/bilingualrsp

The official code and data for the ACL 2024 Findings paper "Bilingual Rhetorical Structure Parsing with Large Parallel Annotations".

Primary LanguagePython

Bilingual Rhetorical Structure Parsing

This repository contains the official code and data for the ACL 2024 Findings paper Bilingual Rhetorical Structure Parsing with Large Parallel Annotations.

Trained Models

This repository focuses on data and experiments. For applying the trained parsers, visit the IsaNLP RST repository for models and usage instructions.

Data

The data directory structure should be as follows:

data/
├── gum_rs3/
│   ├── en/
│   │   └── *.rs3
│   └── ru/
│       └── *_RU.rs3
├── rstdt_rs3/
│   ├── TEST/
│   │   └── wsj_*.rs3
│   └── TRAINING/
│       └── wsj_*.rs3
└── rurstb_rs3/
    ├── train.*_part_*.rs3
    ├── dev.*_part_*.rs3
    └── test.*_part_*.rs3

  • gum_rs3/ru/ Contains the RRG corpus in Russian. data/RRG.zip
  • gum_rs3/en/ Place the GUM RST *.rs3 files here. GUM dataset link.
  • rstdt_rs3/ Place the RST-DT *.rs3 files here.
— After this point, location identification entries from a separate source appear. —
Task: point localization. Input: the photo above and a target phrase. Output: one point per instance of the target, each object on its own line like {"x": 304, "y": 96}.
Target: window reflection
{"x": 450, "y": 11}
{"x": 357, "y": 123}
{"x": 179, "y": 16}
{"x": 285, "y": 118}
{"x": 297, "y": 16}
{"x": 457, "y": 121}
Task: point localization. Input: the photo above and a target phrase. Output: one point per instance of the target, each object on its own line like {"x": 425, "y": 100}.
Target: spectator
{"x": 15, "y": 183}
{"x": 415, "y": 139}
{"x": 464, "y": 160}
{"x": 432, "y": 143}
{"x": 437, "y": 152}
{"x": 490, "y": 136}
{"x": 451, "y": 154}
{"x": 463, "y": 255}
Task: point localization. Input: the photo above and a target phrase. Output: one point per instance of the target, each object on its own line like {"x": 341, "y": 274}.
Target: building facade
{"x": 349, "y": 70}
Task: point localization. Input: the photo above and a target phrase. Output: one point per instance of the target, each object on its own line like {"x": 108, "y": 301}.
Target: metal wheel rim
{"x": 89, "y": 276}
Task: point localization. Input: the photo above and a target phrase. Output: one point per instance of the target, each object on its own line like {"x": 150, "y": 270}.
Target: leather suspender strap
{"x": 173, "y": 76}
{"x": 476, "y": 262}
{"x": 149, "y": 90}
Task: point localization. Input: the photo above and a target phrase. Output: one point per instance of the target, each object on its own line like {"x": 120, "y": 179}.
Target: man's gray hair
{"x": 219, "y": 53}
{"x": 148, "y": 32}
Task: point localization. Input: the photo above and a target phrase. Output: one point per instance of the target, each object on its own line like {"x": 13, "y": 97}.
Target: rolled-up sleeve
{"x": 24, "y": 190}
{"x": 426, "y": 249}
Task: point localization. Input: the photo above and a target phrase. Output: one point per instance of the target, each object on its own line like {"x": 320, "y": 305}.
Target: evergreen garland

RST-DT dataset link.
  • rurstb_rs3/ Contains the RRT corpus; one document = one tree. data/rurstb_rs3.zip

The train/dev/test splits for GUM/RRG are listed under data/gum_file_lists for GUM v9.1. If you are using a later extended version, you should update these file lists accordingly.

Experiments

Set WANDB_KEY in dmrst_parser/keys.py for online wandb support.

Monolingual Experiments

  1. Train:

    python dmrst_parser/multiple_runs.py --corpus "$CORPUS" --lang "$LANG" --model_type "$TYPE" --cuda_device 0 train
  2. Evaluate:

    python dmrst_parser/multiple_runs.py --corpus "$CORPUS" --lang "$LANG" --model_type "$TYPE" --cuda_device 0 evaluate

Bilingual Experiments

  1. Train:

    python dmrst_parser/multiple_runs.py --corpus 'GUM' --lang "$LANG" --model_type "$TYPE" train_mixed --mixed 100
  2. Evaluate:

    python utils/eval_dmrst_transfer.py --models_dir saves/path-with-models \
                                        --corpus 'GUM' --lang "$LANG2" --nfolds 5 evaluate

Parameters

  • LANG: en, ru
  • CORPUS: RST-DT, GUM (RRG with lang=ru), RuRSTB (RRT)
  • TYPE: default, +tony, +tony+bilstm_edus